Fanfarronada 2
Atei a cola do pingo bem em cima, a canta-galo, e ou tranco do meu cavalo me toquei para um farrancho. Era um baile lá num rancho, ao som duma oito baixo, num socavão, lá em baixo, nos campos do Zé Carancho.
De longe eu já avistei que quem tava da porteira, era um tal de Zeca Bueira Com quem eu tinha uns ajuste. E já sentindo o cutuco comecei a decidi: -Eu vim pra me diverti. -Eu entro custe o que custe!
Nem bem o índio me viu já encrespou o tupete. E correndo a vara do brete, já me atacou na porteira. E aos gritos- entra. Não entra. prendi-lhe um coice na porte e entrei de qualquer maneira.

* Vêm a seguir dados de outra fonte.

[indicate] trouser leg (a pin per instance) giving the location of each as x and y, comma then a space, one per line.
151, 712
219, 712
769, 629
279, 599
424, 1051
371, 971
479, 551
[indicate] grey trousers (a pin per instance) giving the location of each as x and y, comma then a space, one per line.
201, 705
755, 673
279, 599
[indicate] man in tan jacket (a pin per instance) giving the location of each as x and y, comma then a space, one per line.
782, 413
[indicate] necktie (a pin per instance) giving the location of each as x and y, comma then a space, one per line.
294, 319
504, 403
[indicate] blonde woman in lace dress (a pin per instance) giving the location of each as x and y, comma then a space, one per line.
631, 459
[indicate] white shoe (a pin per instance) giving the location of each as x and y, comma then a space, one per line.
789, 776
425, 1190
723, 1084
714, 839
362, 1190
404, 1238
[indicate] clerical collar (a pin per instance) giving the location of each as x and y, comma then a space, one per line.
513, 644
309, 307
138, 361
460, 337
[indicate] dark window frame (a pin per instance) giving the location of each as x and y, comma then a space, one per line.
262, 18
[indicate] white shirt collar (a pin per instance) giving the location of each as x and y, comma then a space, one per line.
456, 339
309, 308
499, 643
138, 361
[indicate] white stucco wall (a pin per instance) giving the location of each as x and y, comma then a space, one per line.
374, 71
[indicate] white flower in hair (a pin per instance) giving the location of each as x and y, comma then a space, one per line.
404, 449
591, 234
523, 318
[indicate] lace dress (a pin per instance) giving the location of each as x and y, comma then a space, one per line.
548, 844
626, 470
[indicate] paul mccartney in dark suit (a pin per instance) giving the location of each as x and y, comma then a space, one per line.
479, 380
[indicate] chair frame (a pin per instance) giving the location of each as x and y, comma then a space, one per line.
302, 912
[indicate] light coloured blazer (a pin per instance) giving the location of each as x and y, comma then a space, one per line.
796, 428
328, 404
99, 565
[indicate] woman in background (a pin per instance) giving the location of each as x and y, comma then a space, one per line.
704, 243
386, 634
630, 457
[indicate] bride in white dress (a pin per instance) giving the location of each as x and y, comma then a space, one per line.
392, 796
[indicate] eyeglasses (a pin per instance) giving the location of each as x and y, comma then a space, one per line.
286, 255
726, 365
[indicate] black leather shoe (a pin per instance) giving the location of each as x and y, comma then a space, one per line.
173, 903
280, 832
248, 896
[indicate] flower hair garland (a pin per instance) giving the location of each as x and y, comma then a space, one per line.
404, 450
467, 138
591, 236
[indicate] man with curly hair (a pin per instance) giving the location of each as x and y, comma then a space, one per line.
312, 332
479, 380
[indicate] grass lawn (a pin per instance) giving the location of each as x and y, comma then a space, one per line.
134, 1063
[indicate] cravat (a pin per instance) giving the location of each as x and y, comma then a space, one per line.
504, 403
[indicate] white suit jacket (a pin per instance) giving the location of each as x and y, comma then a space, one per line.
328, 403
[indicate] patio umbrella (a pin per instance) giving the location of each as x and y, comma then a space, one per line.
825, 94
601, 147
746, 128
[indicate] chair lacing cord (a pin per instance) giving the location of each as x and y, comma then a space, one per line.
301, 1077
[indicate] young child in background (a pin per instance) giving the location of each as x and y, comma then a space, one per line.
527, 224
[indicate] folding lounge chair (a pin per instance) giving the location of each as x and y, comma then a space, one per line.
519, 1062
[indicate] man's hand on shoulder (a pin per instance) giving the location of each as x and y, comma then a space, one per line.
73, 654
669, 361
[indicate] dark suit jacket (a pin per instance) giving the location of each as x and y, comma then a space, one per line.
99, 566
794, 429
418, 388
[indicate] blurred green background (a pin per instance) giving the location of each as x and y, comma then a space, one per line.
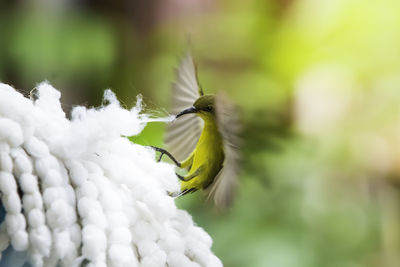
318, 85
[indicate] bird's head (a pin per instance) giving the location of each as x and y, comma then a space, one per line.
204, 107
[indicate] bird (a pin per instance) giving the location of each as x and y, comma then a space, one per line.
203, 138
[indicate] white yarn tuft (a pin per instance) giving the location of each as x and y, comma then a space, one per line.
76, 191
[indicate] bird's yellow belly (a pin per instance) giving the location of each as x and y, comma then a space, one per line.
208, 157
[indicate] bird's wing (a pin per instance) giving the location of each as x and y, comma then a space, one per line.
182, 134
224, 186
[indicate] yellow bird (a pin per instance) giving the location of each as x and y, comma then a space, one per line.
203, 139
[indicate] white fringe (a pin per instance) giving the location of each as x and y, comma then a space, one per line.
75, 191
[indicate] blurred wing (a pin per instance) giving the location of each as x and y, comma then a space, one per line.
182, 134
224, 187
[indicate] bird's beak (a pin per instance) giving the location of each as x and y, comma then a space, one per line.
187, 111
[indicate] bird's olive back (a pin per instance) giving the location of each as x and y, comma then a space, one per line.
205, 103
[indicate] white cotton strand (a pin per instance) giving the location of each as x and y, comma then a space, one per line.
5, 162
36, 148
75, 191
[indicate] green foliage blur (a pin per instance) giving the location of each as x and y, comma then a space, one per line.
318, 86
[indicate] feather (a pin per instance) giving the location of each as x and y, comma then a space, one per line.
185, 91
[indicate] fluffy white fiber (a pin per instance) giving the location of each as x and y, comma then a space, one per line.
77, 193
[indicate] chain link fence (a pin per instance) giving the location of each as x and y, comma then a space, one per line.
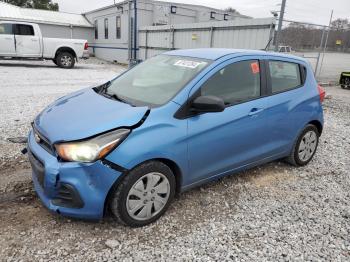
327, 48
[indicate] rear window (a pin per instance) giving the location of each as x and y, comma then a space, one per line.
284, 76
24, 30
6, 29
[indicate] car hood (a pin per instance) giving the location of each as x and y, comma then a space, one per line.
84, 114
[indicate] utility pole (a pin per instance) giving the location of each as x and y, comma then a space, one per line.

Menino! Aquilo foi mesmo, que um coice num formigueiro. Espirrou para o terreiro um tropa de boi e vaca. Mal me sobrou uma tempito, de dar um pulo pro lado e já me senti cercado num espinheiro de faca.
Era velho e era moço, e era até a mulherada, gritando que dava medo querendo acabar-me a estampa. E a coisa ficou mais preta do que dedo destroncado. E me vi mais apertado que um rato numa guampa.
Mas como numca me assusto, e o eu faço me garanto, me encomendei ao meu Santo e arranquei das “garantia”. E já abriu-se uma clareira na ponta do meu facão. E foi aquela confusão e só gente que fugia.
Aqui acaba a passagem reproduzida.